Cloud Composer
What is Cloud Composer?
Cloud Composer is a fully managed workflow orchestration service that helps you create, schedule, monitor, and manage workflows across services and environments.
Cloud Composer is based on Apache Airflow, an open-source workflow orchestration tool.
Advantages
- Fully managed: Google Cloud manages the infrastructure, so you can focus on your workflows.
- Scalable: You can easily scale your workflows up and down.
- Portable: You can write your workflows in Python, and you can run it on multiple execution engines (Apache Flink, Apache Spark, etc.)
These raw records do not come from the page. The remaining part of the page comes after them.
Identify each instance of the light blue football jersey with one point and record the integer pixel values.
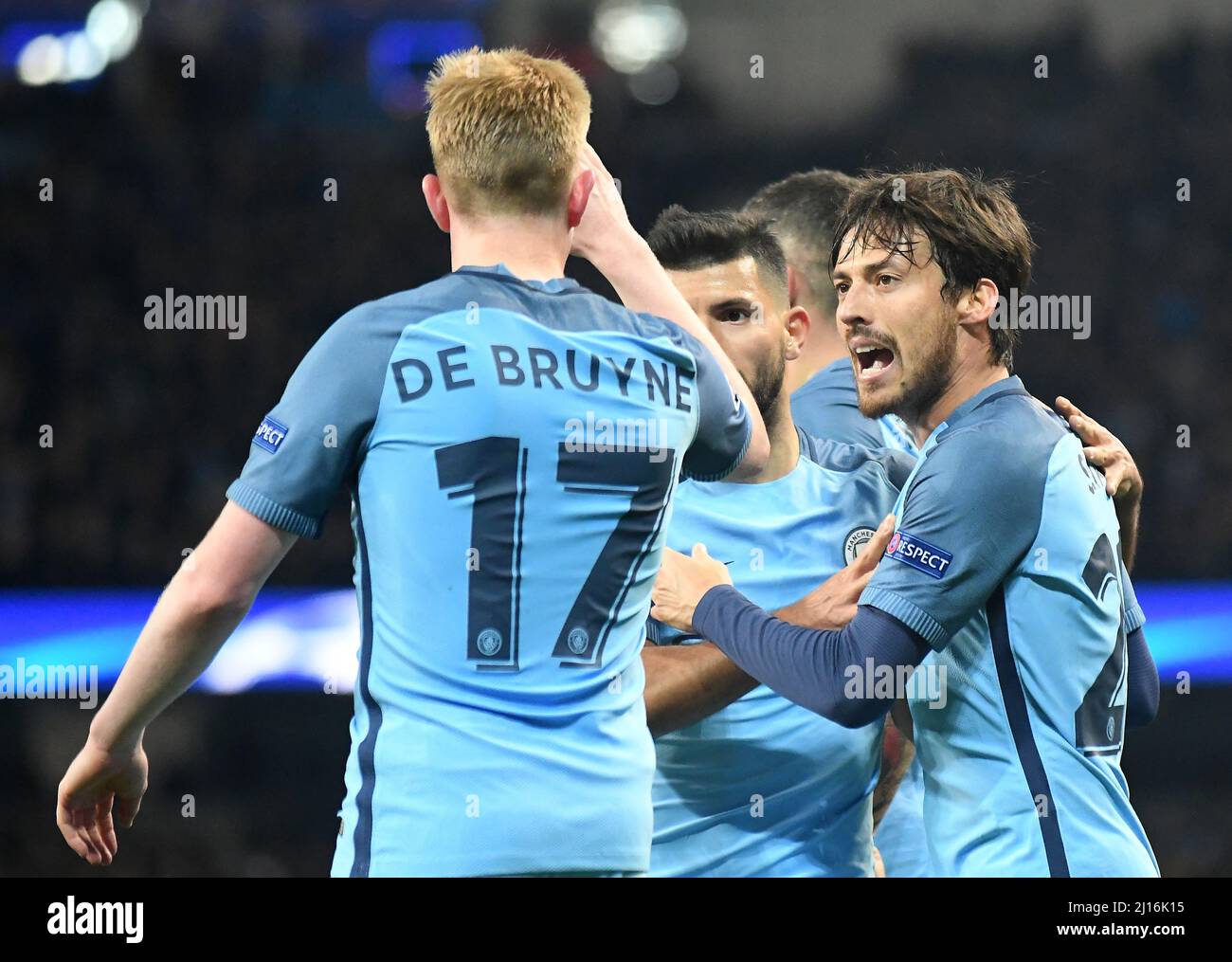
(828, 407)
(512, 448)
(764, 788)
(1006, 559)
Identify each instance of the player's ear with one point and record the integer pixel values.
(797, 325)
(579, 196)
(976, 307)
(436, 204)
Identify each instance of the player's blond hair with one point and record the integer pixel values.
(505, 130)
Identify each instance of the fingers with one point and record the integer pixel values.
(99, 829)
(107, 826)
(1110, 461)
(81, 829)
(127, 809)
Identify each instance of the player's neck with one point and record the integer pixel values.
(534, 249)
(964, 386)
(784, 443)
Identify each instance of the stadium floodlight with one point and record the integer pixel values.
(112, 27)
(41, 61)
(632, 36)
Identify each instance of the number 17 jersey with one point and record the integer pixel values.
(512, 448)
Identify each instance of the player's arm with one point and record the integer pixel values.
(607, 241)
(686, 682)
(284, 490)
(197, 611)
(1124, 481)
(964, 508)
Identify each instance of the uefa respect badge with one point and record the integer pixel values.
(919, 554)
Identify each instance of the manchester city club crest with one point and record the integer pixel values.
(855, 542)
(578, 641)
(489, 642)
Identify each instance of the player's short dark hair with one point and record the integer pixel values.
(972, 226)
(686, 241)
(802, 209)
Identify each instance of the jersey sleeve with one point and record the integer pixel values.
(1133, 615)
(969, 515)
(307, 446)
(723, 426)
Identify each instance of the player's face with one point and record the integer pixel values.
(900, 333)
(746, 319)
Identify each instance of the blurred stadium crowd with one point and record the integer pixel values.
(217, 189)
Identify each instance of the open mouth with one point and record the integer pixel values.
(873, 360)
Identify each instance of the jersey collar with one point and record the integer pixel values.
(500, 270)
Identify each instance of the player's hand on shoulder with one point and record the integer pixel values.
(681, 583)
(98, 780)
(605, 223)
(833, 603)
(1105, 451)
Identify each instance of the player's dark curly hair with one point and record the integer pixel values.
(973, 229)
(802, 209)
(685, 241)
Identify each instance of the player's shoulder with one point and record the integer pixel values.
(393, 312)
(839, 459)
(1006, 440)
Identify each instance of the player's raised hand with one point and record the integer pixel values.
(94, 782)
(1105, 451)
(605, 223)
(833, 603)
(681, 583)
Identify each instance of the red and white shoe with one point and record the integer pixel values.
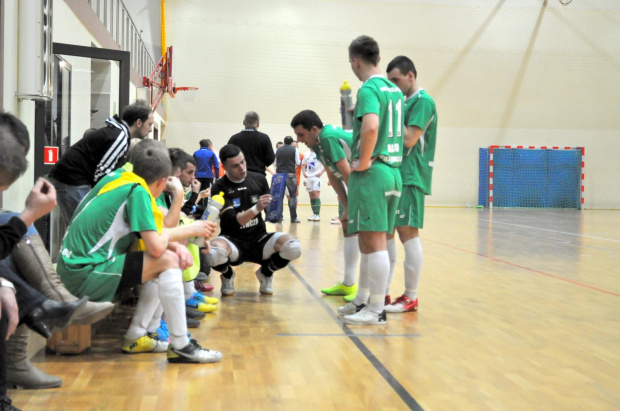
(402, 304)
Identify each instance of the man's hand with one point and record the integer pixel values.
(8, 305)
(263, 202)
(174, 186)
(185, 257)
(195, 185)
(203, 228)
(40, 201)
(357, 166)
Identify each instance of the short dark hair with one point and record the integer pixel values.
(307, 119)
(251, 119)
(18, 129)
(150, 160)
(180, 158)
(403, 64)
(229, 151)
(136, 111)
(365, 48)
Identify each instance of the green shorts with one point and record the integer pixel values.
(373, 198)
(100, 282)
(411, 207)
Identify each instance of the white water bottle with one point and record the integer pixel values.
(212, 213)
(346, 103)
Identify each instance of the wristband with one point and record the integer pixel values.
(7, 284)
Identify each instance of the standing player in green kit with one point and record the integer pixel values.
(416, 171)
(375, 182)
(332, 146)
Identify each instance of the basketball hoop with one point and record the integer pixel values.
(163, 73)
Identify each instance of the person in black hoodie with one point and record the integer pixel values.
(255, 146)
(97, 154)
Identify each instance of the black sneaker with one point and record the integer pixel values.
(194, 313)
(192, 353)
(192, 322)
(5, 404)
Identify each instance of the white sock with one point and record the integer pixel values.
(378, 268)
(147, 305)
(172, 299)
(351, 260)
(413, 266)
(363, 291)
(156, 320)
(391, 245)
(188, 289)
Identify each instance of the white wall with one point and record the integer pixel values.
(501, 72)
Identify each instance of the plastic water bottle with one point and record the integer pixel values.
(212, 213)
(346, 103)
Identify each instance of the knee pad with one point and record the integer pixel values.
(217, 256)
(291, 250)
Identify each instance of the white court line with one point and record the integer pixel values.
(553, 231)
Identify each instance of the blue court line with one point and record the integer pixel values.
(387, 376)
(346, 335)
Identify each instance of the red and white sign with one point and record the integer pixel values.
(50, 155)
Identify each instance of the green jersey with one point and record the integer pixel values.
(104, 227)
(334, 145)
(418, 161)
(380, 96)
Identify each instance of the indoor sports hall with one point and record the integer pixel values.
(520, 288)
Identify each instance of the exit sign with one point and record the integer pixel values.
(50, 155)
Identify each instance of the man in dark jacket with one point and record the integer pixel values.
(97, 154)
(255, 146)
(287, 159)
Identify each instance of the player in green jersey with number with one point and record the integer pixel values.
(375, 183)
(332, 146)
(98, 258)
(416, 172)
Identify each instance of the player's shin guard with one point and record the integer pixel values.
(378, 267)
(225, 269)
(173, 301)
(274, 263)
(148, 304)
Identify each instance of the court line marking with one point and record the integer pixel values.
(541, 237)
(526, 268)
(383, 371)
(552, 231)
(346, 335)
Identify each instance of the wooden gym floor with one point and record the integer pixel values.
(519, 310)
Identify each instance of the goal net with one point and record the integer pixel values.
(531, 177)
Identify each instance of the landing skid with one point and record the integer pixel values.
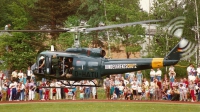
(76, 83)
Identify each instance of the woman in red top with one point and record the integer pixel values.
(66, 93)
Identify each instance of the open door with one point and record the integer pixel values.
(87, 69)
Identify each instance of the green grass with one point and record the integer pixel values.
(98, 107)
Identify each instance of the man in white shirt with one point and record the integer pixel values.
(152, 74)
(14, 76)
(1, 78)
(158, 74)
(29, 73)
(58, 90)
(189, 69)
(198, 71)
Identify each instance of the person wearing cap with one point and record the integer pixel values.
(55, 65)
(198, 71)
(41, 64)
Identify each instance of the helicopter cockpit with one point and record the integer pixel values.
(53, 65)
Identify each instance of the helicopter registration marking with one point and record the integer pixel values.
(86, 74)
(120, 66)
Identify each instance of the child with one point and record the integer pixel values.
(81, 93)
(140, 91)
(114, 97)
(151, 91)
(54, 93)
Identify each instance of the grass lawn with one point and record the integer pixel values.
(98, 107)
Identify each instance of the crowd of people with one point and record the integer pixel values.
(132, 86)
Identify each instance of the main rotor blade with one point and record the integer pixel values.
(34, 31)
(120, 25)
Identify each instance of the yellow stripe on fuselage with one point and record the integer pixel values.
(157, 62)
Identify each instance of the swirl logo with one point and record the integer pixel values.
(175, 27)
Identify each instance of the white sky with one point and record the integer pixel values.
(145, 4)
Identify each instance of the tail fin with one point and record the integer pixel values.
(175, 53)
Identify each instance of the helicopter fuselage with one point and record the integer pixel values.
(88, 64)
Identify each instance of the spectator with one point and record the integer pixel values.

- Observability: You can monitor your workflows with Cloud Composer monitoring interface
Airflow
Apache Airflow is an open-source workflow orchestration tool that allows you to create, schedule, and monitor workflows.
Airflow work with DAGs
A DAG in Airflow is a representation of your workflow as an Directed Acyclic Graph
:
- Directed: Tasks run in a specific order (one direction)
- Cyclic: Tasks cannot create loops (no cycles).
- Graph: A collection of tasks and their dependencies
Cloud Composer Environments
Cloud Composer environments are composed of the following resources:
- GKE cluster: The GKE cluster runs the Airflow scheduler, web server, and workers.
- Server Airflow: The Airflow web server provides the user interface for Airflow.
- Database Airflow: The Airflow database stores metadata for Airflow.
- Cloud Storage bucket: The Cloud Storage bucket stores DAGs, logs, and plugins.
U can create multiple Cloud Composer environments in the same project who contain one or more DAG
Workflow Scheduling
U have 2 types of scheduling in Cloud Composer:
- Periodic: U can schedule your workflow to run at specific intervals (every day, every hour, etc.)
- Triggered: U can trigger your workflow to run when a specific event occurs (file uploaded, message received, etc.) with Cloud Functions.